There’s a lot going on in this case, but here are five key points from an advertising law perspective:

  • Petmate argued that product testing was not necessary because the Microban ingredient in its litter pans had been tested. The NAD disagreed, noting that just because a product is treated with an EPA registered pesticide does not, by itself, substantiate a product performance claim. Testing on the product is necessary.
  • The NAD reiterated that in order to make a “health-related claim,” such as the antimicrobial claims on the cat litter pans, an advertiser must have “competent and reliable scientific evidence.” This generally requires well-controlled studies with results that are statistically significance at the 95% confidence level.
  • Petmate submitted the results of a test conducted pursuant to an industry standard test designed to assess antimicrobial activity. The NAD was concerned, however, that the standard was designed to assess that activity on textile Although Petmate argued that the test was also valid for plastic materials, such as cat litter pans, the NAD was not convinced.
  • The NAD observed that the tests were conducted by Petmate’s supplier of Microban, the antimicrobial ingredient in its litter pans. Although the NAD prefers independent third-party tests, it will accept in-house testing as long as there is “evidence that adequate controls and safeguards were implemented to prevent bias.” Here, the NAD did not find such evidence.
  • Even if the NAD had accepted the tests, it noted that results must translate into a meaningful benefit for consumers. Here, the NAD found that there was no evidence demonstrating that consumers would perceive a difference due to the inclusion of the antimicrobial agent in the Petmate litter pans.
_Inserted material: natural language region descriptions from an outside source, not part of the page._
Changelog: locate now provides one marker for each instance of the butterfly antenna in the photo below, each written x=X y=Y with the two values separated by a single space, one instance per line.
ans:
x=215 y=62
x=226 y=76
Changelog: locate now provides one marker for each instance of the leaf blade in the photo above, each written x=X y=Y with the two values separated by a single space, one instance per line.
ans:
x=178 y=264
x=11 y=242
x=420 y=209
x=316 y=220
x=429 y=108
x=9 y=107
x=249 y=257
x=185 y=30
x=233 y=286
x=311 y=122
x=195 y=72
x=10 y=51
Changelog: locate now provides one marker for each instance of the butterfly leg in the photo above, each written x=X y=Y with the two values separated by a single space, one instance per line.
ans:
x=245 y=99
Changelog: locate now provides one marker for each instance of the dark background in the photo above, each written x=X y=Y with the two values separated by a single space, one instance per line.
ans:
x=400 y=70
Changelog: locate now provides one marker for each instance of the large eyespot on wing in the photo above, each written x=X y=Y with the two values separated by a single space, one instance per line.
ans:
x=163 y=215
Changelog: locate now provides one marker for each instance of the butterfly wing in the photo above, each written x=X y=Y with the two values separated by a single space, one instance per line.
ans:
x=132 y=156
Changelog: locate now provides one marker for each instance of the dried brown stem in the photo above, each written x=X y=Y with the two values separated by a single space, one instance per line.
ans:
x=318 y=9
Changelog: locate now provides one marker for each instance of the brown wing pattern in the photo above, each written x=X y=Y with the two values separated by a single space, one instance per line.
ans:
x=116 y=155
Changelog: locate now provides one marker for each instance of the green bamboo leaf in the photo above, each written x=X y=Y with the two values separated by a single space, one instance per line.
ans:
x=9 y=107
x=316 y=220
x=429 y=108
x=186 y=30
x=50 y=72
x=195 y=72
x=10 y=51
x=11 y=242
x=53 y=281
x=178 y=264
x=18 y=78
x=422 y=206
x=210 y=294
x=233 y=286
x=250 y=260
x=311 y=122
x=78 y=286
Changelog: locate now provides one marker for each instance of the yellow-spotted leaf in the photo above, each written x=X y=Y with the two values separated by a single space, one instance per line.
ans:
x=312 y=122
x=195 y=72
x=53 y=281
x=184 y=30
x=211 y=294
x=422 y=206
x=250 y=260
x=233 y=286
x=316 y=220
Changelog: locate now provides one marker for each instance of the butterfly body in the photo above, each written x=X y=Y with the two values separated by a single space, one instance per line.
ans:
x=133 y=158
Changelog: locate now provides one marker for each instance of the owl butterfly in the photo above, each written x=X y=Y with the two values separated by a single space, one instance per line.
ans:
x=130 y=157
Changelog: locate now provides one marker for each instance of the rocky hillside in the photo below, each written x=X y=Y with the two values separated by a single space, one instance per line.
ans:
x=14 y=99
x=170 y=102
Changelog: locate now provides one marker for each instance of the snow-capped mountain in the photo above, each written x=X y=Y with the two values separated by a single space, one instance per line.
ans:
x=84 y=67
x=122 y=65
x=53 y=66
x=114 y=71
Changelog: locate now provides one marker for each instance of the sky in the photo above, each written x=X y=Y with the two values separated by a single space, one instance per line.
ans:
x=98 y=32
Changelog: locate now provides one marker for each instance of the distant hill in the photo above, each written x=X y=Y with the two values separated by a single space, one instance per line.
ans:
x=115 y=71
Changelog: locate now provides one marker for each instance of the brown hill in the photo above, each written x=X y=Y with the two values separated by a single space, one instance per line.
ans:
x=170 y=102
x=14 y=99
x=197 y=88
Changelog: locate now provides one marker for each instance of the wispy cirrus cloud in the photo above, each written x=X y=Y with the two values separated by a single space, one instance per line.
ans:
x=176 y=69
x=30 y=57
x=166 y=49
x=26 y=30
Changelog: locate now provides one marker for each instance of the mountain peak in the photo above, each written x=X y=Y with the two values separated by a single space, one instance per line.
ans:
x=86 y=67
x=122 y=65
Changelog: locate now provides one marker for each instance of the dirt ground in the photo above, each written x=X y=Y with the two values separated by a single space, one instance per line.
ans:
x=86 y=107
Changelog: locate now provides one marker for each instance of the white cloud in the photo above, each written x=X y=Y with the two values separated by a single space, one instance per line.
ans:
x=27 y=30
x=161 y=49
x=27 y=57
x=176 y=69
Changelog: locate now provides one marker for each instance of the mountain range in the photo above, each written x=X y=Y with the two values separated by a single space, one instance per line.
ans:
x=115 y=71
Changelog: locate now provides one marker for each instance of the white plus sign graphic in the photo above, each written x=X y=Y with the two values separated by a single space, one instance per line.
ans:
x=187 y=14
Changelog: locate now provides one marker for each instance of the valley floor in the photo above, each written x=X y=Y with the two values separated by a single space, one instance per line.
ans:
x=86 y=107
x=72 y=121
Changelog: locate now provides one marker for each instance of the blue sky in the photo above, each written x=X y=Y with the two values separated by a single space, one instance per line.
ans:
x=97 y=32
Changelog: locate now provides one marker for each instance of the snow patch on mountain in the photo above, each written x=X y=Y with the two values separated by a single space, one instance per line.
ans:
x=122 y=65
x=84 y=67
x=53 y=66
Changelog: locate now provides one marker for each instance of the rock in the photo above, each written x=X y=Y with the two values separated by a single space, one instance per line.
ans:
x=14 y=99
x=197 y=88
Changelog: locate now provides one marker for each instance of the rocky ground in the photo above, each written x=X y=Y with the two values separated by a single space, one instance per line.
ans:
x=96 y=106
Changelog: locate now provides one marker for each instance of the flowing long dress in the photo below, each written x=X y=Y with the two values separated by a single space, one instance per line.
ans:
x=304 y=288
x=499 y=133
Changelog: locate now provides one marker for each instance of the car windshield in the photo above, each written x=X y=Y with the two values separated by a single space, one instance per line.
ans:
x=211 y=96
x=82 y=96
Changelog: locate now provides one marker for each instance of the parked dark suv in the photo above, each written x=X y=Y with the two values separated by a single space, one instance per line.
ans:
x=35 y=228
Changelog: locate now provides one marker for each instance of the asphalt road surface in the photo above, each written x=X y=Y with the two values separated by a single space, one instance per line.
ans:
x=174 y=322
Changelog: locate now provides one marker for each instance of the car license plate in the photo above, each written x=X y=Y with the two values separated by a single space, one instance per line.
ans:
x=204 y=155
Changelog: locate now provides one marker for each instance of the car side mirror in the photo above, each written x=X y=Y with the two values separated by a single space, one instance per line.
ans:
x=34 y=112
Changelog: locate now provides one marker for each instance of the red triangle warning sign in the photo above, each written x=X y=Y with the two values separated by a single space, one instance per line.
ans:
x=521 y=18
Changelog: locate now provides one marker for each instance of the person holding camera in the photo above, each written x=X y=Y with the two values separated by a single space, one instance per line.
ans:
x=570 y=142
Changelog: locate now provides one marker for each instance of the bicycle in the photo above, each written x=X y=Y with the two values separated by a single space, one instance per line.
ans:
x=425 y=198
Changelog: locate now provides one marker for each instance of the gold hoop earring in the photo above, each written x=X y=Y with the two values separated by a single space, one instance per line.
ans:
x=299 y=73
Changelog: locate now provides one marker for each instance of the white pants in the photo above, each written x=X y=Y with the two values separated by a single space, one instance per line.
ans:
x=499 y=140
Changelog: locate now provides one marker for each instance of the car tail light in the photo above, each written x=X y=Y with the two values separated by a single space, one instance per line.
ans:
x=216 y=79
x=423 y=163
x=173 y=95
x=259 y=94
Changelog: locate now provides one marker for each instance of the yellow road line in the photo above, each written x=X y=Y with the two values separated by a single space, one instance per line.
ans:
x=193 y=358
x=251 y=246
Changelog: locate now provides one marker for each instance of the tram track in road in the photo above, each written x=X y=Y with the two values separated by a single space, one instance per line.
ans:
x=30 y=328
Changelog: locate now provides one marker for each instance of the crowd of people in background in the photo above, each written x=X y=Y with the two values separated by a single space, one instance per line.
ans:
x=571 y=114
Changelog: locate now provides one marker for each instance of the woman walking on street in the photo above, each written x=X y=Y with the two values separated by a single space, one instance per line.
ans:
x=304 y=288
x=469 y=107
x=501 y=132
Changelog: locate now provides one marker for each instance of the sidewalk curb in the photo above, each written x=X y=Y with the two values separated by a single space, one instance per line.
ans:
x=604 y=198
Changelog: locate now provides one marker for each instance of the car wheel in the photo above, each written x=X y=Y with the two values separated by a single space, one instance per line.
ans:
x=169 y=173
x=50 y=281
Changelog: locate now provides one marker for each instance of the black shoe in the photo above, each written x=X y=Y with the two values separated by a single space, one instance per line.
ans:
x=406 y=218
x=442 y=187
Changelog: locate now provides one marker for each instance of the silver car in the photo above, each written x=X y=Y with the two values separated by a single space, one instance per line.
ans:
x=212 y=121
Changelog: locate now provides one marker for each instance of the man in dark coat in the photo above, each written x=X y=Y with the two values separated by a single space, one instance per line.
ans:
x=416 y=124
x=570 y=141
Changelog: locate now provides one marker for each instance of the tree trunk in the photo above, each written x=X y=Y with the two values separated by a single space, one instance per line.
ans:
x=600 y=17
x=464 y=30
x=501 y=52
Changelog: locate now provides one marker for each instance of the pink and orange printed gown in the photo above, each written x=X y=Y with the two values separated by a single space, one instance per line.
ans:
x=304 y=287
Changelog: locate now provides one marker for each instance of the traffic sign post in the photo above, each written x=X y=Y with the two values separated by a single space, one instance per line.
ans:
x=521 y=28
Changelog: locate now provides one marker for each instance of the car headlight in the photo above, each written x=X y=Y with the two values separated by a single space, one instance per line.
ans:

Keep in mind that if you make antimicrobial claims, you also need to worry about EPA regulations. While companies that manufacture and sell “treated articles” (with only non-public health claims) do not have to obtain independent registrations for products that incorporate an EPA-approved antimicrobial, they do have to comply with the conditions of the registration for the EPA-approved additive, including the types of claims that can be made and the products/materials in which the additive can be used. In addition, EPA regulations restrict how treated articles may be advertised. For example, antimicrobial claims should be printed in type of the same size, style, and color, and “should not be given any greater prominence than any other described product feature.”

For more analysis on EPA-related issues, visit our new Kelley Green Law blog.

The NAD recently announced a decision in which it analyzed whether consumers would interpret claims in two commercials about Perdue’s happy chickens and organic practices to apply to all of the company’s chickens or only some of them. Even if you aren’t trying to measure the satisfaction of your own poultry, the decision includes some valuable insights into the NAD’s views on “line claims.”

One commercial shows Jim Perdue and his sons, each wearing a shirt with a Perdue logo, going about their daily tasks. They talk about “organic free-range chickens” that are “non-GMO, 100% vegetarian-fed, raised with no antibiotics,” as they drive up to a barn with the Perdue Harvestland Organic logo. The general Perdue brand logo appears on screen before flipping to the Perdue Harvestland Organic logo, as a voiceover states: “Perdue. Raising more organic chickens than anyone in America.”

One key question for the NAD was whether the commercial communicated that all Perdue chickens are raised organically (which is not true) or only that Harvestland Organic chickens are raised organically (which is true). Although the advertiser provided a survey demonstrating that consumers only took away the latter, narrower, claim from the commercial, the NAD found flaws in the survey and ultimately determined that consumers could interpret the commercial more broadly.

The NAD noted that the commercial featured numerous “visual and verbal general brand references to Perdue, while presenting only momentary visual references to Harvestland Organic, the sub-brand to which Perdue’s organic claim pertains.” In addition, although “Perdue” was mentioned in the audio, the sub-brand was not. Because of this, “consumers may understand all of Perdue’s chickens to be organic, rather than only the ones it offers through its Harvestland Organic sub-brand.”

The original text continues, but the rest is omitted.